31. A truly staggering number and one that keeps United among the Premier League's worst three performing teams in stopping efforts on goal. They are remarkably easy to get at, and it's a figure that could very feasibly lead to United taking another absolute battering from someone before the season is out.

Ten Hag is probably not going to guide the club to a second consecutive season in the Champions League, and his team remains one defined by inconsistency. Stirring moments such as Amad Diallo's strike to sink Liverpool will ultimately mean very little in the grand scheme if they are always followed up with performances of rank mediocrity. The Dutch manager has not been helped by injury issues, of course, but United are not alone in that regard, and a not-insignificant amount of United's problems can be placed at his door.

Structurally, they are so often all over the place. In midfield, teams can play around them with alarming ease, and it is an issue Ten Hag is struggling to address. The club have reared a real gem in Kobbie Mainoo, but he cannot do it all on his own. Scott McTominay has been United's primary goal threat, at times, this term, but controlling matches is not his forte, and 32-year-old Casemiro is now being levelled with that classic, inevitable accusation of 'his legs have gone'.

Time may, indeed, be catching up with the Brazilian, but he's far from Ten Hag's biggest problem. As well as the 31 shots, Brentford had 84 touches in United's box. It is incredible they did not manage to score until the 99th minute, and you could even argue they were even more dominant on the day that the 4-0 humbling they dished out at the troubled beginning of Ten Hag's tenure.

United were in the depths of despair back then, but over 18 months on they still do not consistently look like anything resembling a cohesive unit. Ten Hag has bemoaned his players' lack of hunger - always an alarming sign - and they give off the distinct impression of a side who do not really know what they are supposed to be doing on the pitch. As has happened so often in the post-Sir Alex Ferguson days, United resemble a collection of expensively assembled individuals, jittery at the back and uninspired in attack.

Their best moments come when games are stretched and chaotic, but that is not sustainable, as evidenced in the constantly erratic results and performances. That they can produce - as they did against Liverpool - on occasion suggests there is certainly potential in the group, but it's becoming increasingly doubtful that Ten Hag is the man to unlock it.

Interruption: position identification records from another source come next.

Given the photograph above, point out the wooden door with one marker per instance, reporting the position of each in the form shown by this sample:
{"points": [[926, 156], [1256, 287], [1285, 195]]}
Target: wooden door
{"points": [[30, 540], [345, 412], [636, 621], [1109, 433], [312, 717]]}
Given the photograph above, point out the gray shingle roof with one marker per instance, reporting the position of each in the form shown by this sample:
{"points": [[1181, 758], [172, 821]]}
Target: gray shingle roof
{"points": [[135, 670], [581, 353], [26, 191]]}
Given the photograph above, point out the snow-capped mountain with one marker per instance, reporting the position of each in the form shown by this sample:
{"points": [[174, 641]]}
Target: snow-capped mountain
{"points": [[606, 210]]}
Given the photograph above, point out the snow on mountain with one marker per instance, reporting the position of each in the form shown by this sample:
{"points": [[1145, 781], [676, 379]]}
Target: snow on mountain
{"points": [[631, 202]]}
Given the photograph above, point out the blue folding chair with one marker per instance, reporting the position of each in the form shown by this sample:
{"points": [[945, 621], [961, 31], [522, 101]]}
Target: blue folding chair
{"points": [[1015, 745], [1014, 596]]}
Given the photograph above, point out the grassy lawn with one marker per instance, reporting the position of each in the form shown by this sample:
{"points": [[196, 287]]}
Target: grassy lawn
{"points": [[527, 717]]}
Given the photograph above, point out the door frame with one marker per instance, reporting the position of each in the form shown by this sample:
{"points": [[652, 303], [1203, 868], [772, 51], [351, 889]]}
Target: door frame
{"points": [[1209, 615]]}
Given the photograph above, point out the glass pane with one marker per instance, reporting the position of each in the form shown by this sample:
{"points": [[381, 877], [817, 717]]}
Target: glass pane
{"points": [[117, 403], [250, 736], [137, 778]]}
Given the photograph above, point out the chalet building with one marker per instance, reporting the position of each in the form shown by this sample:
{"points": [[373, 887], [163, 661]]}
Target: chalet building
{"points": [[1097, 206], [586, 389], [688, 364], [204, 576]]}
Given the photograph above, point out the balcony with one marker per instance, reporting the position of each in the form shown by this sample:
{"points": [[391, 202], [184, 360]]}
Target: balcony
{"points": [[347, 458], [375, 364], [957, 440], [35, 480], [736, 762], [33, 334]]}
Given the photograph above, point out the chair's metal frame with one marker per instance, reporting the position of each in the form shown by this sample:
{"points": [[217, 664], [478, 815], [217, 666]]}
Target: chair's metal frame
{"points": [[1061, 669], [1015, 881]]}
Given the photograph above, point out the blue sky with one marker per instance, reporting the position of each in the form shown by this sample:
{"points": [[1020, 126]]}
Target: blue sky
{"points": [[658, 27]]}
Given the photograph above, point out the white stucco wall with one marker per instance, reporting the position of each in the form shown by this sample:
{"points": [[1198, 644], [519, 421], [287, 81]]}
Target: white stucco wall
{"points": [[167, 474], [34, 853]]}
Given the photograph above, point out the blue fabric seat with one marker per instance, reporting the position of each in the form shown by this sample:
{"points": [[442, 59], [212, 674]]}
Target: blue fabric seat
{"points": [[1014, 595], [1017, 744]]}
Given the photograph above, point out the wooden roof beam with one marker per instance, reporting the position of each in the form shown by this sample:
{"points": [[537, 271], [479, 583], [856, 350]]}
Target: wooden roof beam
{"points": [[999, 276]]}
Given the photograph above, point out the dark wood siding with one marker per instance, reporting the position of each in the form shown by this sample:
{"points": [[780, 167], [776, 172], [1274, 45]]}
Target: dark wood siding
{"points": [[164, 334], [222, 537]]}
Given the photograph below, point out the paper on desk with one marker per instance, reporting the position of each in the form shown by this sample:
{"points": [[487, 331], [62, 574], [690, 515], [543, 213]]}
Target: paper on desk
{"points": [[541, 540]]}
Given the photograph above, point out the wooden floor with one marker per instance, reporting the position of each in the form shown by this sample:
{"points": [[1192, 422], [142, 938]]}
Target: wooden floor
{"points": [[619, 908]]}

As his second season draws to a conclusion, one that could still produce a trophy with United in the FA Cup semi-finals, it's difficult for the manager to claim significant and continuing improvement in his side. He previously declared his ambition to turn United into 'the best transition team' in the world, but that dream is a long way off as things stand. Indeed, they have a habit of making opponents look deadly in transitional moments - a bitter irony.

With Sir Jim Ratcliffe and his INEOS group now controlling the football department, it remains to be seen if Ten Hag will be granted a third season at the helm. Whether the trophy cabinet has a fresh addition come May will be an important factor, and that would hopefully signal an upturn in performances between now and the end of the campaign, but it will likely involve having to overcome the might of Manchester City.

Further upheaval in the dugout is the last thing United need, but Ratcliffe may feel his hand being forced if things do not improve rapidly. He is reportedly fond of England manager Gareth Southgate, with the speculation swelling enough over the past week for Ten Hag to be asked about it directly. Southgate would be a considerable gamble on Ratcliffe's part, and there is a slim to none chance he leaves his current post before this summer's European Championships. It would not be an overwhelmingly popular appointment, either, with the 53-year-old unable to shake the perception that his England team often appears less than the sum of its parts.

With the likes of Liverpool, Barcelona, and Bayern Munich all shopping for new managers this summer, it could prove extremely difficult to attract an elite coach to Old Trafford, if that, indeed, proves the route Ratcliffe wishes to take. Keeping Ten Hag would again involve backing him handsomely in the transfer market, as United remain short in a number of areas and seem unable to keep their best players consistently fit.

But the reality is something has to change, and fast. They are as far away from being Premier League winners and genuine Champions League heavyweights as they have been in the now 11 years since Ferguson rode off into the sunset. The regime change may bear fruit long term, but in the here and now things are as uncertain as ever.